Sugli invasi punta l’attenzione anche Coldiretti, che calcola che l’Italia perde ogni anno l’89% dell’acqua piovana. Per questo “serve subito una rete di piccoli invasi diffusi sul territorio, senza uso di cemento e in equilibrio con i territori, per conservare l’acqua e distribuirla quando serve ai cittadini, all’industria e all’agricoltura, con una ricaduta importante sull’ambiente e sull’occupazione”.
In piena emergenza siccità, interviene la ministra per il Sud e la Coesione territoriale Mara Carfagna che rende pubblico il progetto di un Cis Acqua che potrebbe essere formalmente avviato nel mese di luglio dopo un lavoro preparatorio svolto negli ultimi sei mesi. “L’emergenza idrica – spiega – non ci coglie impreparati: sono sei mesi che lavoriamo, con tutte le Regioni e diversi ministeri, a un ‘piano acqua’ che sostenga l’intera filiera, dagli invasi agli acquedotti alle utenze finali. Il piano sarà gestito con un Contratto Istituzionale di Sviluppo sul quale abbiamo avuto già positivi riscontri dagli enti territoriali: l’investimento iniziale previsto è consistente, un miliardo a valere sul ciclo 2021-2027 del Fondo di Sviluppo e Coesione, ma potrebbe essere incrementato ancora”.

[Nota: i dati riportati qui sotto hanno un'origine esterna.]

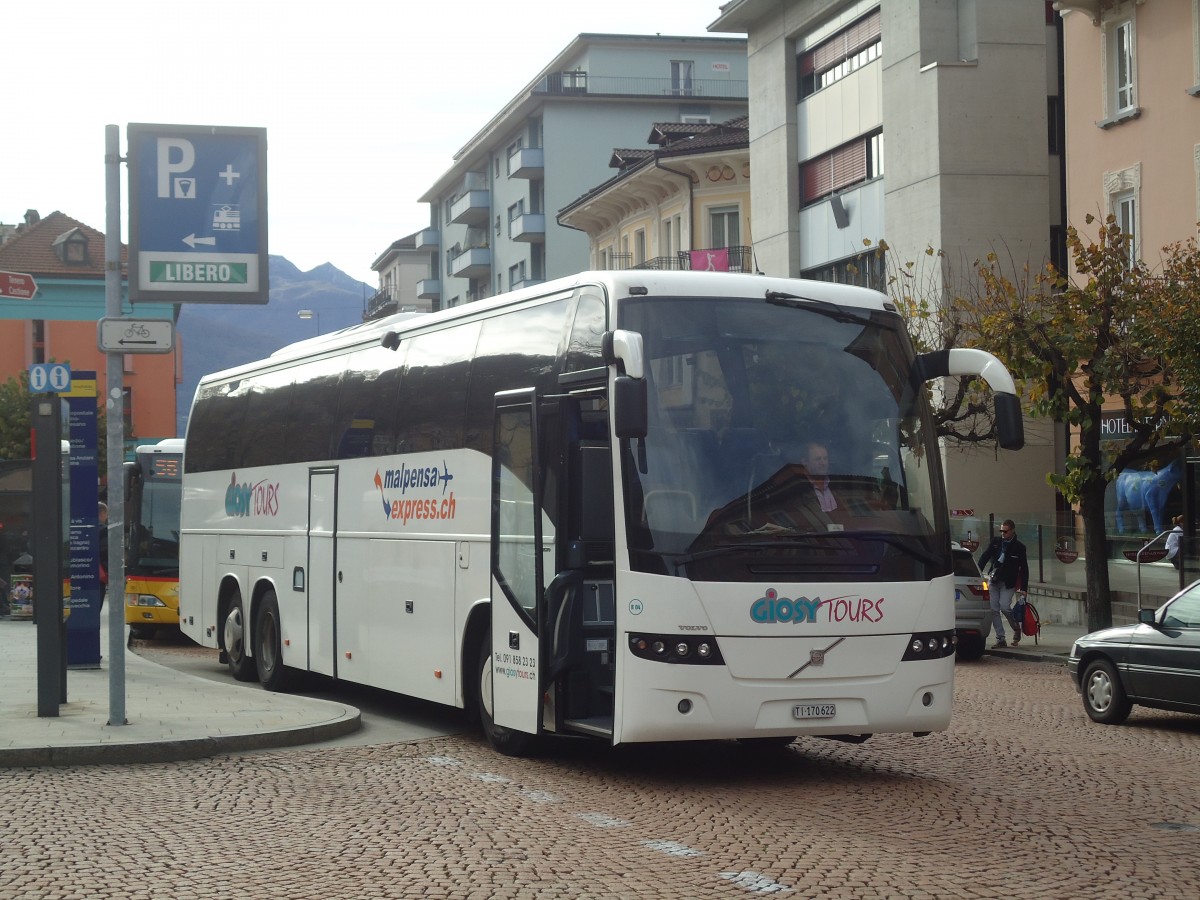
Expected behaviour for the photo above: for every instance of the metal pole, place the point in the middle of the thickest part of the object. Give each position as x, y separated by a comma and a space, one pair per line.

Certo è che l’emergenza è oggi, e mentre i territori si organizzano emanando ordinanze per limitare l’utilizzo dell’acqua per i soli fabbisogni primari, la situazione peggiore è quella che riguarda l’agricoltura. A oggi la stima della Cia-Agricoltori italiani è di un taglio del raccolto del grano del 30%, con la siccità che va ad aggiungersi ai problemi già creati dal rincaro di fertilizzanti e gasolio dopo l’invasione dell’Ucraina da parte della Russia.